Goodbye Disqus, Hello utteranc.es

May 29, 2022

¡Hola! Welcome to another blog post!

In this one, we’ll be talking about moving away from Disqus as the commenting platform on this blog.

This is a task that’s been on my “to-do” list for over 1 year, with the inspiration being this blog post by Supun Kavinda - Disqus, the dark commenting system.

Yes, super ominous title, but at the same time, it made me really think about what kind of privacy options I’d want when visiting a website.

While that blog post was also intended to promote an alternative solution (Hyvor Talk), it brought up some really good points about what the experience of a visitor on the website is.

Specifically:

How much do you value the privacy of the folks coming to your blog?
How much do you value how fast your site loads?
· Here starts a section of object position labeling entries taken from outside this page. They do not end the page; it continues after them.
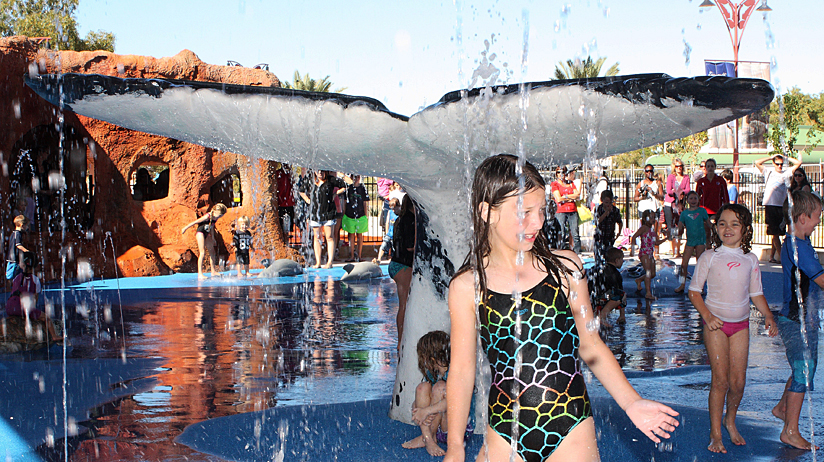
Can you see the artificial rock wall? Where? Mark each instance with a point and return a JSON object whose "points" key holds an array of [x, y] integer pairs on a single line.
{"points": [[144, 236]]}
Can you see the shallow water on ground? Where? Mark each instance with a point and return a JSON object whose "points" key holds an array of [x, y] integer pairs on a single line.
{"points": [[235, 347]]}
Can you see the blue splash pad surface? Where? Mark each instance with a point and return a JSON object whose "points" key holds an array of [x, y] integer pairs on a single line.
{"points": [[226, 278], [355, 431]]}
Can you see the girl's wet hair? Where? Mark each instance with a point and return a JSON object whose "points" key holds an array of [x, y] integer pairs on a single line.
{"points": [[407, 205], [744, 217], [219, 208], [497, 179], [647, 215], [433, 352]]}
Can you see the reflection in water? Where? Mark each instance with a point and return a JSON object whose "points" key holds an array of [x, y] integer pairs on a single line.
{"points": [[233, 349], [229, 350], [662, 334]]}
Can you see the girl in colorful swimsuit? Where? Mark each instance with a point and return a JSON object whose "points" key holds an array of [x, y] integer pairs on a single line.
{"points": [[531, 304], [733, 279]]}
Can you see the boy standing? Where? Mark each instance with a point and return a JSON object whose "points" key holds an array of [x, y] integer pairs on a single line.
{"points": [[797, 254], [355, 221], [16, 248], [242, 242], [613, 295], [608, 216]]}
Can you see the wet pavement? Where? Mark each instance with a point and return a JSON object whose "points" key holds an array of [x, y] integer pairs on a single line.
{"points": [[271, 359]]}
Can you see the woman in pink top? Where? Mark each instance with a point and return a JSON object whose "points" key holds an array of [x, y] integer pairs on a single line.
{"points": [[678, 185]]}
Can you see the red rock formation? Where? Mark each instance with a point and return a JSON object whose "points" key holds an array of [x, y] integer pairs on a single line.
{"points": [[101, 210]]}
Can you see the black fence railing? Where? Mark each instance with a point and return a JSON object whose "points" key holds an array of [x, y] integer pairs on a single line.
{"points": [[299, 234], [750, 189]]}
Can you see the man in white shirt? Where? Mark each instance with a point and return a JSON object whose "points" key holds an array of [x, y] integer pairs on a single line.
{"points": [[776, 180]]}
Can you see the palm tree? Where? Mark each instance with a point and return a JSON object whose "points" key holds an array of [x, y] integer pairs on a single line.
{"points": [[307, 83], [583, 69]]}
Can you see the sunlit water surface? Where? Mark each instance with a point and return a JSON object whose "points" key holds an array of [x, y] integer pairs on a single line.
{"points": [[233, 348]]}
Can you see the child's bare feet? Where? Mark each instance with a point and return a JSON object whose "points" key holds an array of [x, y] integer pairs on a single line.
{"points": [[795, 440], [716, 445], [736, 437], [414, 443], [779, 411]]}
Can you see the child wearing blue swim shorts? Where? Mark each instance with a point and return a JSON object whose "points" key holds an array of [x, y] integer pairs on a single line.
{"points": [[799, 257], [696, 221]]}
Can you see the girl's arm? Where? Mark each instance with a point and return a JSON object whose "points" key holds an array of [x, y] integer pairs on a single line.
{"points": [[713, 323], [671, 185], [638, 233], [660, 194], [654, 419], [576, 183], [463, 339], [196, 222], [699, 277], [761, 305], [556, 194]]}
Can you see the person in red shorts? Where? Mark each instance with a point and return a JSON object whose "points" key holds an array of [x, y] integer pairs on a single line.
{"points": [[712, 190]]}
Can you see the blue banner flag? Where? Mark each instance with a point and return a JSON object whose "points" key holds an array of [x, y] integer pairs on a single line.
{"points": [[720, 68]]}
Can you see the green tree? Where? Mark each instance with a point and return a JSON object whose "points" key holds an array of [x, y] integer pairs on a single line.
{"points": [[787, 114], [686, 148], [586, 69], [307, 83], [50, 18]]}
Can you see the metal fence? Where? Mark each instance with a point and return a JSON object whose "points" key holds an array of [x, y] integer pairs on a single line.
{"points": [[750, 188], [298, 234], [622, 182]]}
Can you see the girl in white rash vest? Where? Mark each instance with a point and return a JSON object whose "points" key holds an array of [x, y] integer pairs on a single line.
{"points": [[733, 279]]}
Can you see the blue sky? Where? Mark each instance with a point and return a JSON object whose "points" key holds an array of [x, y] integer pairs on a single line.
{"points": [[408, 54]]}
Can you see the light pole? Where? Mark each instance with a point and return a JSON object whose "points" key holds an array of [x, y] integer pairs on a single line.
{"points": [[736, 15]]}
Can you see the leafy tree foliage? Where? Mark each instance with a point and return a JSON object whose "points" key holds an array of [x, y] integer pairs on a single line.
{"points": [[686, 148], [586, 69], [309, 84], [50, 18], [788, 113]]}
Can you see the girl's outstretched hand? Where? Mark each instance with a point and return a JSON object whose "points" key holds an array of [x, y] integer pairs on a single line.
{"points": [[656, 420], [772, 327]]}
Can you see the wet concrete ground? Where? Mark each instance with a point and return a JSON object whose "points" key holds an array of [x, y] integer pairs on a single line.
{"points": [[244, 370]]}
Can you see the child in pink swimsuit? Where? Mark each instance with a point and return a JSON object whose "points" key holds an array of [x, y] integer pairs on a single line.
{"points": [[733, 279]]}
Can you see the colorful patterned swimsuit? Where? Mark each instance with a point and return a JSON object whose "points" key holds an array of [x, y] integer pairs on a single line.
{"points": [[553, 396]]}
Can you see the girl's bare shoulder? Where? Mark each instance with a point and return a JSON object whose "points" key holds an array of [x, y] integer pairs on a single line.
{"points": [[463, 282], [569, 258]]}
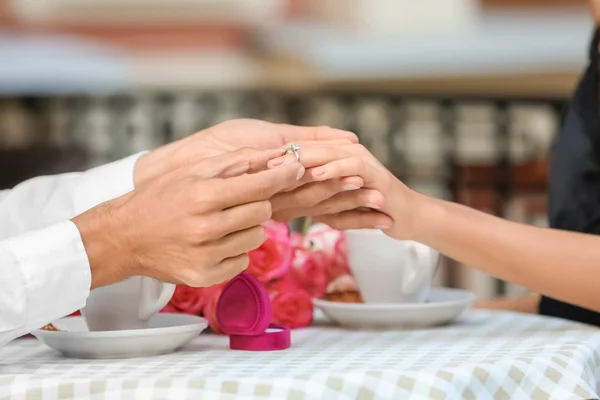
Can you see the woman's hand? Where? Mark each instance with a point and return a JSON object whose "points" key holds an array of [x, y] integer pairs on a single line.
{"points": [[381, 202], [226, 137]]}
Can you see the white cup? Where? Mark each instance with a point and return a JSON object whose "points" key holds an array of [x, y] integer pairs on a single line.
{"points": [[389, 270], [128, 304]]}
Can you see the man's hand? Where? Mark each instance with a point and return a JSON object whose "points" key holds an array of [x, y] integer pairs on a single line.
{"points": [[225, 137], [192, 226]]}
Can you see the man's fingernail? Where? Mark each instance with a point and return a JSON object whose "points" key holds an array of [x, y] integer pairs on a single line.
{"points": [[276, 162], [318, 171]]}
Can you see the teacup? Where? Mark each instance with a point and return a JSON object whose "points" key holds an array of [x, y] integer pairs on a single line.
{"points": [[128, 304], [389, 270]]}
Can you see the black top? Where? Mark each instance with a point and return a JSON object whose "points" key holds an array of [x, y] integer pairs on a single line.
{"points": [[574, 179]]}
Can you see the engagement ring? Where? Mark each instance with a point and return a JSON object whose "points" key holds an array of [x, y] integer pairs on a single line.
{"points": [[294, 148]]}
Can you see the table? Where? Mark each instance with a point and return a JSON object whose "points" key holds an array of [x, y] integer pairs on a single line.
{"points": [[487, 355]]}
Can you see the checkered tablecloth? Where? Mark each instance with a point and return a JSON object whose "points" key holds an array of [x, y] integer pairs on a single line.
{"points": [[487, 355]]}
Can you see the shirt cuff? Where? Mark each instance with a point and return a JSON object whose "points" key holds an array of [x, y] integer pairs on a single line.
{"points": [[105, 183], [55, 269]]}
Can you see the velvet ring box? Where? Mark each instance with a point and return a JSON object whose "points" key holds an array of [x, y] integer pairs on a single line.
{"points": [[244, 313]]}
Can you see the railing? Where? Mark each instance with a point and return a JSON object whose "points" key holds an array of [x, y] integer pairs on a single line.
{"points": [[488, 153]]}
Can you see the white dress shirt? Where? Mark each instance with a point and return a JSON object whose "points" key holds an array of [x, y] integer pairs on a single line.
{"points": [[44, 270]]}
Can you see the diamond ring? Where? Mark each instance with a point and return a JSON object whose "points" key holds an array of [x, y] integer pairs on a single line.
{"points": [[294, 148]]}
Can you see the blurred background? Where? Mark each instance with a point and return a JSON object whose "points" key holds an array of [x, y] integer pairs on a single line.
{"points": [[460, 98]]}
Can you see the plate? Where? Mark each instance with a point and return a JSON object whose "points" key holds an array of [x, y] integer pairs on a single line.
{"points": [[167, 333], [443, 306]]}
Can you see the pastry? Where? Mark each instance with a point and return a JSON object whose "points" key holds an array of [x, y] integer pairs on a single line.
{"points": [[350, 296], [50, 327]]}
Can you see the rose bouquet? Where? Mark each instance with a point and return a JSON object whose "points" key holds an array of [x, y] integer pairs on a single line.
{"points": [[292, 266]]}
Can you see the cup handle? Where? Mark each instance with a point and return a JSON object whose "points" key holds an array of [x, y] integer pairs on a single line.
{"points": [[151, 304]]}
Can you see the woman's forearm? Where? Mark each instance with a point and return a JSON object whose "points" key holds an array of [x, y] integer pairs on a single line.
{"points": [[560, 264]]}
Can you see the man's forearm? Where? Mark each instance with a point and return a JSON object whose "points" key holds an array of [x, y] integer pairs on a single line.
{"points": [[104, 232], [561, 264]]}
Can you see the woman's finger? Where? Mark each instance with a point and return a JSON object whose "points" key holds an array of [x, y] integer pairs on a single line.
{"points": [[311, 194], [357, 220], [314, 155], [344, 201], [362, 166], [242, 161]]}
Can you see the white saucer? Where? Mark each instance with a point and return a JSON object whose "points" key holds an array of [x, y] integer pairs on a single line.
{"points": [[167, 333], [444, 306]]}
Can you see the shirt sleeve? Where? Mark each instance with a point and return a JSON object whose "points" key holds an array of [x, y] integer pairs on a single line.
{"points": [[46, 200], [44, 275]]}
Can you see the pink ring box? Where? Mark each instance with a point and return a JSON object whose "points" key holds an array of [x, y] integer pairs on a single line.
{"points": [[244, 313]]}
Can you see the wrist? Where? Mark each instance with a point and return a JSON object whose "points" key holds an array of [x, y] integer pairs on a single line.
{"points": [[102, 231], [426, 212]]}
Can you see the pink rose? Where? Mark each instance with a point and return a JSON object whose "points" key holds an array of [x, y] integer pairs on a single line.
{"points": [[309, 268], [187, 300], [273, 258], [169, 308], [332, 243], [291, 305]]}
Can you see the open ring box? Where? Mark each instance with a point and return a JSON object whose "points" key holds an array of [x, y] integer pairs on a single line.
{"points": [[244, 313]]}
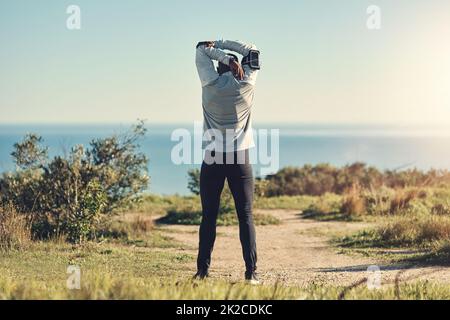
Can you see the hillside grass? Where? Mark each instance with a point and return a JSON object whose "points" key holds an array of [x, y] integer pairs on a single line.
{"points": [[114, 271]]}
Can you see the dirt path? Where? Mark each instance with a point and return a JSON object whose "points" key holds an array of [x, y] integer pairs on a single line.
{"points": [[296, 252]]}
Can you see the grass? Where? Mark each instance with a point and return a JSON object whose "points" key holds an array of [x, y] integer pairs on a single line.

After reviewing a few options:

Hyvor Talk - Paid, with tiers
Commento - Paid; self-hosting option; open-source
Talkyard - Paid; self-hosting option; open-source
Utteranc.es - Free using GitHub Issues; open-source

I ultimately decided to go with Utteranc.es; it was the cheapest (in terms of time & money) to set up, and since the blog is also hosted on GitHub Pages, it made sense to leverage GitHub Issues for comments as well!

Of course Hyvor Talk, Commento & Talkyard provide way more advanced features, and would definitely recommend them for scenarios where there’s a lot more conversation happening, and owners require more tools (such as moderation, spam filtering, voting, etc).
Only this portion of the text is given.